Matrices Without Eigenvalues?


DavidB
10-04-2010, 09:11 PM
Hello.

I have recently been testing an updated program for computing the eigenvalues and eigenvectors of real, square matrices. I am trying to test it with matrices for which not all eigenvalues can be found. I had assumed that any matrix with two identical columns and/or two identical rows would cause the program to fail. For example, given a 6 x 6 matrix with two identical rows, I had expected the program to compute five eigenvalues and five eigenvectors and output a message to the effect that not all eigenvalues/eigenvectors could be computed for this matrix.

However, the program did compute 6 eigenvalues and 6 eigenvectors without outputting any errors. So, either my assumption was incorrect, or the program is incorrect.

Am I incorrect in assuming that an N x N matrix with two or more identical rows will have N–1 (or fewer) eigenvalues and eigenvectors?

If so, what would cause the matrix to have N–1 (or fewer) eigenvalues and eigenvectors? Could you please supply one or more example matrices; I would like to thoroughly test out the program with data that will cause it to fail--I want to ensure that the program fails gracefully.

.

ichbin
10-05-2010, 12:40 AM
All N X N square matrices have N eigenvalues; that's just the same as saying that an Nth order polynomial has N roots.
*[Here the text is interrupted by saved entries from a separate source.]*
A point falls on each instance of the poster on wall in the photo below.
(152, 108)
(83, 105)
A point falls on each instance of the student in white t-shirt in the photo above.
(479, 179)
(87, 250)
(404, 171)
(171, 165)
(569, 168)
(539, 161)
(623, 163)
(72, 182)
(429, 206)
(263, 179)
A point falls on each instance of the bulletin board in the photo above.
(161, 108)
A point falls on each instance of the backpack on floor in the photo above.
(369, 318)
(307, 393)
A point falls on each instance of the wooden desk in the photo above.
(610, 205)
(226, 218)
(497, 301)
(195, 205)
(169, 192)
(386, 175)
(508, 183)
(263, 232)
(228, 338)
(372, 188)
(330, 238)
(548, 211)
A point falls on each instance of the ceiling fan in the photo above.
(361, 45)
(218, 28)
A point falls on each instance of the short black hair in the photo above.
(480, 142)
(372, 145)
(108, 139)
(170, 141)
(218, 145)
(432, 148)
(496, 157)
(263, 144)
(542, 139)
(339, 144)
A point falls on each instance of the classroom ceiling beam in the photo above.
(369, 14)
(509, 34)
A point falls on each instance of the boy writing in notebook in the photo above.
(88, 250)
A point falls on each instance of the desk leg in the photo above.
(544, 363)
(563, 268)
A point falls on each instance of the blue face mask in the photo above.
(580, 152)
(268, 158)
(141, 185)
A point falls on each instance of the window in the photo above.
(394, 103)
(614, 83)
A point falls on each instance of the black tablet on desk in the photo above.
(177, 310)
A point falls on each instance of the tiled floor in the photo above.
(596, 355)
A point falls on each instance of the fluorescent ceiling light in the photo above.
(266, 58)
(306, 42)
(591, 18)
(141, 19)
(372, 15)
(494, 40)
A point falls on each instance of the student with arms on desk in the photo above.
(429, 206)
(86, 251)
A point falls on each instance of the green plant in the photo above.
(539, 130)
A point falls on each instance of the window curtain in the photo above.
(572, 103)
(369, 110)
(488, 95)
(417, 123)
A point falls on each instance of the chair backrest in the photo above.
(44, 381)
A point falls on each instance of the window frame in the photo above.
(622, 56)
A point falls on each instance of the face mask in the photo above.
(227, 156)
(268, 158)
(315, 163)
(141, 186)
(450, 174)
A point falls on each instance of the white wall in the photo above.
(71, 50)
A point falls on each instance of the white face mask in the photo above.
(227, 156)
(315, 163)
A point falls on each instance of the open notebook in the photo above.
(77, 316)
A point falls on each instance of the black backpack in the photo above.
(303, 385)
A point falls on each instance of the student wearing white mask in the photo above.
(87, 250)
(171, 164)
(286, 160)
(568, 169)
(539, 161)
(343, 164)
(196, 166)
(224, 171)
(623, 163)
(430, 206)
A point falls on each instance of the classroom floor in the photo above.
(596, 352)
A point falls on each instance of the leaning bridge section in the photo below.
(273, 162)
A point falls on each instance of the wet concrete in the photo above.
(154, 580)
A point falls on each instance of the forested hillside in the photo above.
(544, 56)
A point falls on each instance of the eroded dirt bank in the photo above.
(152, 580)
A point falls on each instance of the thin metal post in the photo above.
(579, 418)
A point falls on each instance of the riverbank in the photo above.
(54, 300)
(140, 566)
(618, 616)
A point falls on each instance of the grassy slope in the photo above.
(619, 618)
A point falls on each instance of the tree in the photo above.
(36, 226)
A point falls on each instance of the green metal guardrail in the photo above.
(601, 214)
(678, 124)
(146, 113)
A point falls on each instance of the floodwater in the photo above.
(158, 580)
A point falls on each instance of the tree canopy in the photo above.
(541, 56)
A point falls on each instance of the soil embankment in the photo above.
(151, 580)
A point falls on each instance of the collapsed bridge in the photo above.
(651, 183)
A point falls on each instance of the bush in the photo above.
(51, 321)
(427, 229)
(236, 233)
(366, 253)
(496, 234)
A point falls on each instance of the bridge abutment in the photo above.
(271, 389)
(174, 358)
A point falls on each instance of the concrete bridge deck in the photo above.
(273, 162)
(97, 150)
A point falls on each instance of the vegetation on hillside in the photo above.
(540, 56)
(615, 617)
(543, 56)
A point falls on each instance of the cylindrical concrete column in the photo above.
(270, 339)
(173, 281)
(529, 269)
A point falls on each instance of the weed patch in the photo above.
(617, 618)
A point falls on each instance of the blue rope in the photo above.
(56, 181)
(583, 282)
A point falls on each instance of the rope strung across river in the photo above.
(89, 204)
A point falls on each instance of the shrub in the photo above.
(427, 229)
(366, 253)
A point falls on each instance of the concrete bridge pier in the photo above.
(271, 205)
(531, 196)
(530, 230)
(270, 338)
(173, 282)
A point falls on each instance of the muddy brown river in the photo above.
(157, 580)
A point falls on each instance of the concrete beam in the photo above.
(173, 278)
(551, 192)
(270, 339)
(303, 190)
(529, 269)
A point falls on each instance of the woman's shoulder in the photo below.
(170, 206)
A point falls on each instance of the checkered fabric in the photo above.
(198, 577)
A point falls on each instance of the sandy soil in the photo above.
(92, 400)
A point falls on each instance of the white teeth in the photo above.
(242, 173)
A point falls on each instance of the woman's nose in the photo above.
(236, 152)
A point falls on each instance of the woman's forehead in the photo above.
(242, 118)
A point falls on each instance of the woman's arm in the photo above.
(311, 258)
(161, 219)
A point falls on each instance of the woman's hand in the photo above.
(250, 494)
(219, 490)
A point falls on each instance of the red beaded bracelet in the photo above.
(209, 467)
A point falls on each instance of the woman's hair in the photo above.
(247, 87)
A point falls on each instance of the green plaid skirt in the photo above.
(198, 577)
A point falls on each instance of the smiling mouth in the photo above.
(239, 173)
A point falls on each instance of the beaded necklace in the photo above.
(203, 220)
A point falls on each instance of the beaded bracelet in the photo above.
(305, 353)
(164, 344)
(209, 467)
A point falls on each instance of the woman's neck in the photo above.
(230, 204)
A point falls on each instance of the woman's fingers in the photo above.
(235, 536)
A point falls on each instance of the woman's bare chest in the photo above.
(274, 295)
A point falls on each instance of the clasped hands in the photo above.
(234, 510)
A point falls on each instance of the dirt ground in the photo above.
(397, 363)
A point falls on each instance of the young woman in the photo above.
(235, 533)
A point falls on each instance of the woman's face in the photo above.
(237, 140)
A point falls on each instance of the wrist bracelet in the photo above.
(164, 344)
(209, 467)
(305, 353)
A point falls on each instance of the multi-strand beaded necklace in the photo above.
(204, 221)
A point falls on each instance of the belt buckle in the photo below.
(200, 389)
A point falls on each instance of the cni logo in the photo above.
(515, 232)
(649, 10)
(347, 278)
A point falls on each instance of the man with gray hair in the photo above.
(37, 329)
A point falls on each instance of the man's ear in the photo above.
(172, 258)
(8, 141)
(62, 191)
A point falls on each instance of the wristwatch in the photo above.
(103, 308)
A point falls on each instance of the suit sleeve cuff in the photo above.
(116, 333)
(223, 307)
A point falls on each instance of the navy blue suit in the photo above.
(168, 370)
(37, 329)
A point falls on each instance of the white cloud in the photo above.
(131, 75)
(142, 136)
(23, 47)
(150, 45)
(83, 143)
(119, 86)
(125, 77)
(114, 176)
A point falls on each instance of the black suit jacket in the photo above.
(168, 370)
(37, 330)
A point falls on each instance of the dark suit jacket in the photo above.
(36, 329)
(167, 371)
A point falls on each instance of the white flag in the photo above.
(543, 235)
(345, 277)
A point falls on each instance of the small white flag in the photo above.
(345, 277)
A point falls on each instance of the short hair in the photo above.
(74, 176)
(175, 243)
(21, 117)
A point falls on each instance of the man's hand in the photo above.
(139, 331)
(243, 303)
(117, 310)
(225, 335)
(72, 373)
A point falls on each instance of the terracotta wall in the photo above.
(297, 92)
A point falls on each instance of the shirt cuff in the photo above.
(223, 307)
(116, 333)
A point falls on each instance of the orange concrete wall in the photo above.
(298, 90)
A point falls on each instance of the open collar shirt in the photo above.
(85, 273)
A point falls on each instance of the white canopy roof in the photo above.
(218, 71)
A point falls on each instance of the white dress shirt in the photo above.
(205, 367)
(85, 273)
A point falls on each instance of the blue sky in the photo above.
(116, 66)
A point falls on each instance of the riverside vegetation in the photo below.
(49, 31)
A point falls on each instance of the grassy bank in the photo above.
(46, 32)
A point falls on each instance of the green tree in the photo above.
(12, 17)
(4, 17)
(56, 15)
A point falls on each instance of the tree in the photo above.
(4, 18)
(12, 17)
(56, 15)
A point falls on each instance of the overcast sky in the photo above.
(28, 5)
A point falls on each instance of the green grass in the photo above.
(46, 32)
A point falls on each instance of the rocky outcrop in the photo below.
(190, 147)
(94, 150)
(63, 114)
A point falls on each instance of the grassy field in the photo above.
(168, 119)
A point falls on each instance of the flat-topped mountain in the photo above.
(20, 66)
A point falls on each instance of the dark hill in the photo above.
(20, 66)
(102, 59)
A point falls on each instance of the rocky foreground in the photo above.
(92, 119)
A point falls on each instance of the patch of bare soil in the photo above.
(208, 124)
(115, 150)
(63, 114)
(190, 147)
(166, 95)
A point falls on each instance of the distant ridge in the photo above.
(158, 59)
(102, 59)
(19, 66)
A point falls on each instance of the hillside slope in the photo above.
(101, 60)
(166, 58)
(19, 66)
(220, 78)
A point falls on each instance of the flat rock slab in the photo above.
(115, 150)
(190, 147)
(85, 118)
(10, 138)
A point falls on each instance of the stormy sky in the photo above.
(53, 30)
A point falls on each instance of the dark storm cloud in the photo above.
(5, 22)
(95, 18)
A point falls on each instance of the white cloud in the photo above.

While a defective matrix still has N eigenvalues, it does not have N independent eigenvectors. This usually shows up (and I believe NR has a sentence to this effect) as the eigen-routine completing, but some of the equal or very close eigenvalues having linearly dependent or nearly linearly dependent eigenvectors.

A matrix having too few eigenvectors has nothing to do with it having too few independent rows or columns. The latter just makes its determinant zero, which means that at least one eigenvalue is zero.

Here is a simple example of a defective matrix (which, you will note, has entirely linearly independent rows and columns):

( 2 1 0 )
( 0 2 1 )
( 0 0 2 )

As I mentioned above, given a defective matrix, an eigen-routine will usually still complete (by returning linearly dependent eigenvectors). But there are matrices (often perfectly non-defective one) that do tend to cause eigen-routine convergence problems. One famous example is where the diagonal is "off-by-one":

( 0 1 0 0 0 )
( 0 0 1 0 0 )
( 0 0 0 1 0 )
( 0 0 0 0 1 )
( 1 0 0 0 0 )

The eigenvalues of the N X N form of this matrix are the Nth complex roots of unity. All have corresponding independent eigenvectors, so the matrix is not even close to defective. But many eigen-routines will never converge to this result.

DavidB
10-06-2010, 04:36 PM
Thank-you.

I even tried entering a matrix that was all 1's, hoping that would cause the program to fail--but it didn't. It just returned a bunch of 0 eigenvalues and identical eigenvectors. (Still haven't found a matrix that breaks the program.)

I guess I had confused the eigen properties of a matrix with its ability to be LU-Decomposed.